2°) La procédure suivie par la Commission

La proposition de directive qui fait l'objet de la proposition de résolution a été formulée par la Commission des Communautés sur la base de l'article 90, alinéa 3 du Traité de Rome. Votre rapporteur croit utile de rappeler les termes de cet article 90 dont l'objet consiste à prévoir un équilibre entre, d'une part, les règles de concurrence prévues au sein de la Communauté et, d'autre part, les "droits exclusifs ou spéciaux" accordés par certains Etats à certaines entreprises oeuvrant dans des secteurs économiques déterminés : entreprises publiques, monopoles publics, entreprises investies d'une mission de service public.

article 90

1. Les États membres, en ce qui concerne les entreprises publiques, et les entreprises auxquelles ils accordent des droits spéciaux ou exclusifs, n'édictent ni ne maintiennent aucune mesure contraire aux règles du présent traité, notamment à celles prévues aux articles 7 et 85 à 94 inclus.

2. Les entreprises chargées de la gestion de services d'intérêt économique général ou présentant le caractère d'un monopole fiscal sont soumises aux règles du présent traité, notamment aux règles de concurrence, dans les limites où l'application de ces règles ne fait pas échec à l'accomplissement en droit ou en fait de la mission particulière qui leur a été impartie. Le développement des échanges ne doit pas être affecté dans une mesure contraire à l'intérêt de la Communauté.

3. La Commission veille à l'application des dispositions du présent article et adresse, en tant que de besoin, les directives ou décisions appropriées aux Etats membres.

Ainsi, comme le précise le dernier alinéa de l'article, un pouvoir de surveillance est reconnu à la commission quant à l'application des dispositions en question, qui lui permet d'adresser, "en tant que de besoin", les directives ou décisions appropriées aux Etats membres.

Ce pouvoir normatif reconnu à la Commission pose deux problèmes principaux :

- D'une part, ni le Conseil, ni le Parlement européen ne sont appelés à intervenir dans le processus d'élaboration de la directive, alors même qu'ils constituent, comme le rappelle opportunément notre collègue Jacques Oudin ( ( * )1) , "les seules instances communautaires pourvues d'une légitimité démocratique".

- D'autre part, ces directives communautaires mettent en jeu, non seulement d'importantes questions de principes -faculté de chaque pays de laisser à la puissance publique la maîtrise principale de réseaux et d'infrastructures majeurs- mais de substantiels intérêts industriels et économiques.

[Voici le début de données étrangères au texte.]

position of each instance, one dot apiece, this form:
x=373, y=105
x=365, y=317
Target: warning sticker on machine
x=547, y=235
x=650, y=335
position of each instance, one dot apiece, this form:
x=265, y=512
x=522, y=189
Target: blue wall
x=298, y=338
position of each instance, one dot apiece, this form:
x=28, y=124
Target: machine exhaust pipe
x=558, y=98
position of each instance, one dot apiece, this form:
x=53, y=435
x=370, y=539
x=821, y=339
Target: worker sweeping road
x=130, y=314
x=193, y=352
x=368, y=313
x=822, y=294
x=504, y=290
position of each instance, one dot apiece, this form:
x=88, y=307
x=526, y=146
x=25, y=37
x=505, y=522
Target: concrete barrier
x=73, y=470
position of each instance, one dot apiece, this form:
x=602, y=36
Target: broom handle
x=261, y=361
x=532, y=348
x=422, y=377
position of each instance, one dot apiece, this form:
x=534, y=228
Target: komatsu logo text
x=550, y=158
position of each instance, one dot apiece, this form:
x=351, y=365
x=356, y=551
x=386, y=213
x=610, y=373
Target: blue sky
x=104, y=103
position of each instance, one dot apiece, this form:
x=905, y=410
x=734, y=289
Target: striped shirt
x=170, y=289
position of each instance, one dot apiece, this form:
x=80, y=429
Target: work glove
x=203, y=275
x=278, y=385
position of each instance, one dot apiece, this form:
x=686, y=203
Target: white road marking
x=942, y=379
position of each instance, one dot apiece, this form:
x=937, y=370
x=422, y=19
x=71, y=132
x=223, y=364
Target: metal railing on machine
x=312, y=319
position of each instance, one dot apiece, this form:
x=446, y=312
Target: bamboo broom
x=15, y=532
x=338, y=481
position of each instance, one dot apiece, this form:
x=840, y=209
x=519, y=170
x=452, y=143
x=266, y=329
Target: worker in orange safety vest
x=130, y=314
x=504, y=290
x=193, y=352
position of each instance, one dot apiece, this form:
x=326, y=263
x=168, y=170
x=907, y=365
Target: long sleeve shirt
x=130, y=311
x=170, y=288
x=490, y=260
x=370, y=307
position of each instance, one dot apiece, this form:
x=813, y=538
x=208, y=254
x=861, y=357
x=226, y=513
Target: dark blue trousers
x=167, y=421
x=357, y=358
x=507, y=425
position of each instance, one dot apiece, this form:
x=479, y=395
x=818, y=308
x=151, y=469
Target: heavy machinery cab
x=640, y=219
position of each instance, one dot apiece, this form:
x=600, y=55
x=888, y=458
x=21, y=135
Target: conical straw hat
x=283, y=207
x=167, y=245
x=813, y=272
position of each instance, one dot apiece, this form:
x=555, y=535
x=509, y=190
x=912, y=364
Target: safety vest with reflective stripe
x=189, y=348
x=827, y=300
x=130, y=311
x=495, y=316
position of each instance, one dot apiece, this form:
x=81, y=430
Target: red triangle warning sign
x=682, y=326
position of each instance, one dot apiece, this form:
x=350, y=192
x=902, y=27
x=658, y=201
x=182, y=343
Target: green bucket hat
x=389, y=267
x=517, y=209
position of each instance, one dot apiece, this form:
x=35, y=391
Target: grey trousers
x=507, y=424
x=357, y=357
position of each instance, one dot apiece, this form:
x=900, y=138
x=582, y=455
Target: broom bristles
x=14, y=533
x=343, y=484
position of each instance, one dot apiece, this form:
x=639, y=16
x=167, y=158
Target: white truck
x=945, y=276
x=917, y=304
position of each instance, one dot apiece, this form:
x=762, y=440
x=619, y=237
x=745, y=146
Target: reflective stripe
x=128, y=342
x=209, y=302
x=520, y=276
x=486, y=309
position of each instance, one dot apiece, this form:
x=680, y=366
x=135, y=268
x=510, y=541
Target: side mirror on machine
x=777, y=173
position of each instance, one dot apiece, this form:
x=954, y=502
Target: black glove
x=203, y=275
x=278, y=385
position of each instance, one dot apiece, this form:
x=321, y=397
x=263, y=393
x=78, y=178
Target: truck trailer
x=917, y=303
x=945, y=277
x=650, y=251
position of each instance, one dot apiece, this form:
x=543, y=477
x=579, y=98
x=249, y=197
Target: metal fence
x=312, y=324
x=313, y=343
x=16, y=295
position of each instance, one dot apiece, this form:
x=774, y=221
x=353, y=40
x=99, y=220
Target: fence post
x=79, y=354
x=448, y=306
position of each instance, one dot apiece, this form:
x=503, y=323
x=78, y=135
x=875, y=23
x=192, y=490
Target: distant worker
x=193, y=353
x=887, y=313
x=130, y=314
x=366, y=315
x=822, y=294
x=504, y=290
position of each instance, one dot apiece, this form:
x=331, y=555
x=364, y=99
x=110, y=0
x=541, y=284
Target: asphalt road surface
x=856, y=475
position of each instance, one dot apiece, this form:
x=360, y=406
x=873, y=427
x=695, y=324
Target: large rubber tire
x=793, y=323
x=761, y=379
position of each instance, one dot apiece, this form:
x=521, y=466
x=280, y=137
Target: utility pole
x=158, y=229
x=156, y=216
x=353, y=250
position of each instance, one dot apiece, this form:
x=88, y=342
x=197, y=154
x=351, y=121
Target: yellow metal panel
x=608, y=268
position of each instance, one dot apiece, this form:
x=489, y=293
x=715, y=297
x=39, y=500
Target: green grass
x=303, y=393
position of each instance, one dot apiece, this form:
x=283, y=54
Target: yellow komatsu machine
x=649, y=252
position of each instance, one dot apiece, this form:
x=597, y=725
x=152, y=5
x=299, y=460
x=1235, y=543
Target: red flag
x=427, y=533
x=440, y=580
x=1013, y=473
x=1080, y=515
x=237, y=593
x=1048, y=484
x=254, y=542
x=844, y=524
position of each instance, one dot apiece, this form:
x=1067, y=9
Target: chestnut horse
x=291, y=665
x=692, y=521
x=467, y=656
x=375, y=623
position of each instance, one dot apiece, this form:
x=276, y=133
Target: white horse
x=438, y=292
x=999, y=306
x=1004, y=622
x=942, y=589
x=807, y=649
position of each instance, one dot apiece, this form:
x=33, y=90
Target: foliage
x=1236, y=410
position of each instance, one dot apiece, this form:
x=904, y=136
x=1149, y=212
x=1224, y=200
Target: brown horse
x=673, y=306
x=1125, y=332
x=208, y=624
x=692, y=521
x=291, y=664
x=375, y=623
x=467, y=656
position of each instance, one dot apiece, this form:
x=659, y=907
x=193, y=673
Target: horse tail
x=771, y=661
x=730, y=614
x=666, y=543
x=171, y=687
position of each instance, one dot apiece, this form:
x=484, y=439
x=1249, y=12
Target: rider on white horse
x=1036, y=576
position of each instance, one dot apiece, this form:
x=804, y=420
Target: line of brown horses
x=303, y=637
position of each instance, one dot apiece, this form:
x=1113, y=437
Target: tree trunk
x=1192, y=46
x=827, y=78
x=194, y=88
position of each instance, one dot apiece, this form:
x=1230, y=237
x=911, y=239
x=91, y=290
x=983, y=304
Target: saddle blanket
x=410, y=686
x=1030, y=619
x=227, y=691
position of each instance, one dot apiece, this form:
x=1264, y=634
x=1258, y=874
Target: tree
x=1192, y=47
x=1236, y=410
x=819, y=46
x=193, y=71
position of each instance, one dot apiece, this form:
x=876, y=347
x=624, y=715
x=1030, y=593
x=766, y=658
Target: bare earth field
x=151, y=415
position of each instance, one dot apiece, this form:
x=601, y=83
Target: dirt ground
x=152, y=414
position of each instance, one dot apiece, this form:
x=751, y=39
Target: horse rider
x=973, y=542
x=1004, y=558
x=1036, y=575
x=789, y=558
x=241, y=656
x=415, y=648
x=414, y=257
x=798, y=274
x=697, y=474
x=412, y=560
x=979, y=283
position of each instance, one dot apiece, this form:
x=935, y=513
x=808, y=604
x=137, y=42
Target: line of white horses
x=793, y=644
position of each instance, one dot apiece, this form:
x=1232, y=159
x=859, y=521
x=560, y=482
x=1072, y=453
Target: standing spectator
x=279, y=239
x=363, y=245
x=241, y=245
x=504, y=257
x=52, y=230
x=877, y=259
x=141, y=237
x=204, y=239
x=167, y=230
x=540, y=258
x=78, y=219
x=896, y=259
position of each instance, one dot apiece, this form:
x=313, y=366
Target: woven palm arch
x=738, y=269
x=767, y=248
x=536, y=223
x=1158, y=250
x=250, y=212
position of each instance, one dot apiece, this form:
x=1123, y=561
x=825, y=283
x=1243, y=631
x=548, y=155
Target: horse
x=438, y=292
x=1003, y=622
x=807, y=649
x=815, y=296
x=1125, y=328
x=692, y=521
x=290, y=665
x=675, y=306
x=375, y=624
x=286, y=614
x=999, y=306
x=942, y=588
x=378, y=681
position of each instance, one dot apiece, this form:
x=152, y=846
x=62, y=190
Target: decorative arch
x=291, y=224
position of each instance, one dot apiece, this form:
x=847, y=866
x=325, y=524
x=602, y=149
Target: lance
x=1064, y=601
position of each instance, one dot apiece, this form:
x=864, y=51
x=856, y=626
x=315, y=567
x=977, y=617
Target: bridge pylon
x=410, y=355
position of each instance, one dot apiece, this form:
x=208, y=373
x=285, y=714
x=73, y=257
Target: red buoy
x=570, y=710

C'est sur la base de ce constat que le gouvernement français avait, à deux reprises, contesté devant la Cour de justice des Communautés la procédure du 90-3 suivie par la Commission.

En 1988, lorsque la Commission eut pris la directive précitée relative à la concurrence dans les marchés de terminaux de télécommunications, la France, pour des raisons de principe et non de fond, puisqu'elle avait déjà procédé à la libéralisation du secteur, fît un premier recours mais vit celui-ci rejeté par la CJCE, celle-ci considérant que "le pouvoir de surveillance confié à la Commission comporte la possibilité, fondée sur l'article 90-3, de préciser les obligations découlant du Traité. Par conséquent, l'étendue de ce pouvoir dépend de la portée des règles dont il s'agit d'assurer le respect ".

Une seconde fois, après l'adoption de la directive de 1990 relative à la concurrence dans les marchés des services de télécommunications, la CJCE renouvela son analyse faisant valoir que "le pouvoir de la Commission ne se limite pas à la simple surveillance de l'application des règles communautaires déjà existantes".

* (1) Rapport Sénat n° 6 (1993-1994) : rapport d'information fait au nom de la délégation du Sénat pour les Communautés européennes sur l'Europe et les services publics.